Logistic Regression from Scratch

The logistic model (also called logit model) is a natural candidate when one is interested in a binary outcome. For instance, a researcher might be interested in knowing what makes a politician successful or not. For the purpose of this blog post, “success” means the probability of winning an election. In that case, it would be sub-optimal to use a linear regression model to see what factors are associated with successful politicians, as the outcome variable is binary (a politician either wins or loses an election). The linear model is built around the idea that the outcome variable is continuous.

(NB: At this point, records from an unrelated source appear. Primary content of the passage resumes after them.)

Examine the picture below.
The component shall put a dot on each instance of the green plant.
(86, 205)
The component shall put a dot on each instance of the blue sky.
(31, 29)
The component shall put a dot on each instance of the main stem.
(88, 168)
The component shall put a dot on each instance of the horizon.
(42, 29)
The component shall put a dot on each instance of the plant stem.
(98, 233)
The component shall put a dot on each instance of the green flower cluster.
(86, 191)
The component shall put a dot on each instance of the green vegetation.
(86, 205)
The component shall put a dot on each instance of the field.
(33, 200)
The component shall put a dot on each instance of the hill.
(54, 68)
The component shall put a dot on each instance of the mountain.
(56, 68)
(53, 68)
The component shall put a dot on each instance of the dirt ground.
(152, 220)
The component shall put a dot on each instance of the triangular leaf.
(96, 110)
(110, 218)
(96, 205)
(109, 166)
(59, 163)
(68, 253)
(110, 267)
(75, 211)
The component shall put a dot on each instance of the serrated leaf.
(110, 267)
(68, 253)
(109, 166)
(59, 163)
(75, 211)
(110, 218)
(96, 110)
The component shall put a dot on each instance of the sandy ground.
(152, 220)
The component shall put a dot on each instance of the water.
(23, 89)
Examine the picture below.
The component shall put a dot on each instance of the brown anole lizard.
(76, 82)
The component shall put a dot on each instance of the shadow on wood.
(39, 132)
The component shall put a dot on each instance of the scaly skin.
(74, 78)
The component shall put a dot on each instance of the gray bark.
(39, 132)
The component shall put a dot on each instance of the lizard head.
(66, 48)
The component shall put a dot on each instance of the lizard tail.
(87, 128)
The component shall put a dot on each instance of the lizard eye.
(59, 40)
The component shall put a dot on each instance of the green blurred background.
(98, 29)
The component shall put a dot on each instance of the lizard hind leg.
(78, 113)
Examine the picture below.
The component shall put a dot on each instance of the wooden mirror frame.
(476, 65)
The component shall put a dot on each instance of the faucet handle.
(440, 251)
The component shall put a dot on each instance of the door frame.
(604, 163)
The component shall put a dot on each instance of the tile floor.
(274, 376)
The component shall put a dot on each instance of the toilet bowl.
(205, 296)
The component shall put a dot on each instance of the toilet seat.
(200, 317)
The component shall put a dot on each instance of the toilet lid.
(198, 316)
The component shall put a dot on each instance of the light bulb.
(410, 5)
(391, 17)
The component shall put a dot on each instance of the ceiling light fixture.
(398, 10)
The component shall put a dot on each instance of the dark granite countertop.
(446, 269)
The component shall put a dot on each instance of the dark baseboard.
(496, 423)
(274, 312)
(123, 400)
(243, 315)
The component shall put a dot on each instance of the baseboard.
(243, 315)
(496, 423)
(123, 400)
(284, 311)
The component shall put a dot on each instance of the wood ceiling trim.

What if the statistician tries to identify what factors are influencing the probability of winning? This strategy naturally lends itself to using a logistic model (or a probit). In this blog post, I derive the logistic model from scratch and show how one can estimate its parameters using gradient descent or Newton-Raphson algorithms. I also use data on NBA players to see what factors are influencing the success of a shot. The GitHub repository for this post can be found here.

The logistic model

The outcome variable $y_i$ is either $1$ (“winning”) or $0$ (“losing”). The logistic model makes the assumption that the probability of winning is given by the logistic function :

$$ f(y_i = 1| x_{i}, \theta_{i}) = \sigma(x_{i} ‘\theta)$$

with $\sigma(v) = \frac{exp(v)}{1+exp(v)}$

The probability of losing is 1 minus the probability of wining:

$$ f(y_i = 0| x_{i}, \theta) = 1 - \sigma(x_{i} ‘\theta)$$

A latent variable formulation

A powerful way of interpreting the logistic model is to see it as the outcome of a latent variable model. An unobservable latent variable $z_{i}$ depends linearly on $x_{i}$ plus a noise term $\varepsilon_{i}$:

$$ z_{i} = x_{i} ‘\theta + \varepsilon_{i} $$

We only observe $y_i$, which is equal to 1 when $z_{i}$ is strictly positive, and 0 otherwise. If the error term is distributed according to the logistic distribution, we end up with the logistic model described above. If the error term is normally distributed, the model is a probit model. To see that, simply express the probability of the latent variable to be bigger than 0:

$$ f(y_i = 1| x_{i}, \theta_{i}) = P( x_{i} ‘\theta + \varepsilon_{i} > 0) $$ $$ = 1 - P( x_{i} ‘\theta + \varepsilon_{i} \leq 0) $$ $$ = 1 - P(\varepsilon_{i} \leq - x_{i} ‘\theta ) $$ $$ = 1 - \frac{1}{1+exp(x_{i} ‘\theta )} $$ $$ = \frac{exp(x_{i} ‘\theta )}{1+exp(x_{i} ‘\theta )} $$

where the last line comes from using the expression for the cdf of the logistic distribution with zero mean and scale parameter equal to 1.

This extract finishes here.